Lessons from IRONMAN for the communications world: Basia Vanderveen profile

Communicator, accredited IABC professional…extreme IRONMAN athlete?

It’s an exceptional combination.

But there are few other ways that adequately sum up Basia Vanderveen’s unique contribution in the workplace.

“I love what endurance sports have brought to my life for me, for my family, and for my employers,” says Vanderveen. “I have to stay organized and efficient or else things won’t work at all.”

A passion for communications

Vanderveen is the principal of Strategink Consulting, her independent communications firm. For the past few years in that position, she’s mostly worked with government clients.

Prior to that, she held a varied list of roles in the private (Corel Corporation, Ekos Research), public (Office of the Privacy Commissioner of Canada) and not-for-profit (Canadian Dental Association) sectors.

What she loves most about her current role is strategy development.

“I have always enjoyed the research and analysis phase of communications strategy because it requires problem solving skills and knowledge of the subject you’re working on,” she says. “Putting a strategy together can be like solving a puzzle, when you are done, you see the big masterpiece and it all makes sense.”

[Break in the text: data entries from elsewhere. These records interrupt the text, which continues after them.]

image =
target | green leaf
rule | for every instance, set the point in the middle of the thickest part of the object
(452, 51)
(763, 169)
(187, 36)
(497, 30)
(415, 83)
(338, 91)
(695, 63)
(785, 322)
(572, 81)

An accredited communicator

Completing an IRONMAN is enough to make Vanderveen a unique member of the Ottawa communications community.

But there’s something else as well.

Vanderveen is the only person based in Ottawa  – and one of the few in the country – who holds both an MBA and IABC’s Accredited Business Communicator (ABC) designation.

The certification designates an internationally-agreed upon standard for key principles and job competencies within the communications community.

For Vanderveen, it’s helped further a lifelong love of learning and allowed her to stand out compared to other communications professionals.

“The IABC accreditation offers us a chance to validate our knowledge and experience,” says Vanderveen. “It also boosts our value in the market, which is important when we compete against so many other professionals.”

IRONMAN in the workplace

There are no shortages of lessons for professional life from the sports world, says Vanderveen.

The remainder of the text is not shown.